7 Diving into the tidyverse

Throughout the book you have encountered packages from the tidyverse: one of the first things you did in Section 1.1 was importing the tidyverse package. In this chapter we dive into more detail about what the tidyverse actually is, how it relates to important data analysis concepts, and how it differs from some base R concepts.

The main reasons we dedicate a chapter to this are: 1. The tidyverse is used a lot: it will show up in many published data analysis approaches. 2. The approaches in the tidyverse are quite different from what you see when using base R: especially the use of the pipe operator deserves some attention.

7.1 What is the tidyverse?

In essence, the tidyverse is not just a package, it is a collection of packages. The main application of the tidyverse is working with tidy data: any data that can naturally be represented in tables where columns are variables and rows are observations. Coincidentally, many data science and statistics approaches work with such tabular data, making the tidyverse a natural fit. An example of a very common problem that is elegantly solved in the tidyverse is going back and forth between long and wide representations of tabular data (Note 7.1).

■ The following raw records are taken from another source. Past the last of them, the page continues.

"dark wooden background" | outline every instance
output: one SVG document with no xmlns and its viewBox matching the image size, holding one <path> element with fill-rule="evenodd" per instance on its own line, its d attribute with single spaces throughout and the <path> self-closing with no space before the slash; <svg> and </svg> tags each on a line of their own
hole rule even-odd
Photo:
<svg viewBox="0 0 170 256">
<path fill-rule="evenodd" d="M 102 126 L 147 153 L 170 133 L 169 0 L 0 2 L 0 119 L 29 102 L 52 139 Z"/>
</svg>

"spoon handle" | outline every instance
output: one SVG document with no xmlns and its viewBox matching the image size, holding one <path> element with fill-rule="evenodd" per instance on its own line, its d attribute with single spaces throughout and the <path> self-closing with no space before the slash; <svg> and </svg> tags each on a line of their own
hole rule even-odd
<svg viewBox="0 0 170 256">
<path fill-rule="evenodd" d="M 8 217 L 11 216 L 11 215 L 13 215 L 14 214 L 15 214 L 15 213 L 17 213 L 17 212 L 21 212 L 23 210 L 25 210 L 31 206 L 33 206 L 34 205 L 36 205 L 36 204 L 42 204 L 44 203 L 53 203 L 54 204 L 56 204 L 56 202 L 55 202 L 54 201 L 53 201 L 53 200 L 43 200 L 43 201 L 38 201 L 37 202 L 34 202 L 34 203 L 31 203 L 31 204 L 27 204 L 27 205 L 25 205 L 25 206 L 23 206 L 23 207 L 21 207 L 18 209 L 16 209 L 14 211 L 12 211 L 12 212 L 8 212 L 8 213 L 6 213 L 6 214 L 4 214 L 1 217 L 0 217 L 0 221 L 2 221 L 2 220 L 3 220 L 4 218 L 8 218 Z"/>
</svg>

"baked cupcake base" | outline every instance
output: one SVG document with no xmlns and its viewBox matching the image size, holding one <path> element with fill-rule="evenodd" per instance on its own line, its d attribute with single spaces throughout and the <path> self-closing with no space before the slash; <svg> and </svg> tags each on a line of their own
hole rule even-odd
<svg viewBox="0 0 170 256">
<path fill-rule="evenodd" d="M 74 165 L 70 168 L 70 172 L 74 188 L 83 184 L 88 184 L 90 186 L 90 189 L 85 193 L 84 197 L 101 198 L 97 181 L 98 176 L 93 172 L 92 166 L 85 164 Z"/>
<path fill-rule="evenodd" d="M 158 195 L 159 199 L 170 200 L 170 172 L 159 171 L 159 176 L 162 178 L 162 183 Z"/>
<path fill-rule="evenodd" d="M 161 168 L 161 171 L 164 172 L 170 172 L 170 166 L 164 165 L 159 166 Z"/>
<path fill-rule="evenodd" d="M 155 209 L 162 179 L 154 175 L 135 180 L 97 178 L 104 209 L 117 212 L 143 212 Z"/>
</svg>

Note 7.1: Long VS wide tables

The tidyverse is designed to work with tables where rows are observations and columns are variables. However, some of the language features of the tidyverse are difficult to implement when the columns of a table represent the actual variables ¹. A common solution in the tidyverse is to introduce two abstract columns: a name and a value column, and to map the original variable names to the name column and the variable value to the value column. A table with the actual variables as columns is called a wide table, a table with abstract columns name and value is called a long table. A straightforward example can be a series of height measurement of various plants:

Wide format table of a time-series plant growth experiment
plant_id	day_0	day_1	day_3	day_7
1	1	2	5.5	7
2	1.2	1.3	4	8

Long format table of the same time-series plant growth experiment
plant_id	name	value
1	“day0”	1
1	“day1”	2
1	“day3”	5.5
1	“day7”	7
2	“day0”	1.2
2	“day1”	1.3
2	“day3”	4
2	“day7”	8

Wide tables are more readable for humans, long tables are more easy to perform computations on. Crucially, the information contained in a long or wide table is identical. The tidyverse implements very clean logic to alternate between these two representations with pivot_wider() and pivot_longer().

The overarching design principle can be described as making data analysis code readable for humans. To achieve this, several packages implement very specific language features that bring the R language closer to the English language ². In the following sections, we outline how dplyr, tidyr, and ggplot2 implement their own specific language features.

7.2 Dplyr and tidyr

Within the tidyverse, dplyr and tidyr implement most tidy language features for transforming tabular data. Although they are distributed as separate packages, they are best understood as two parts of a single language for describing how a table should change.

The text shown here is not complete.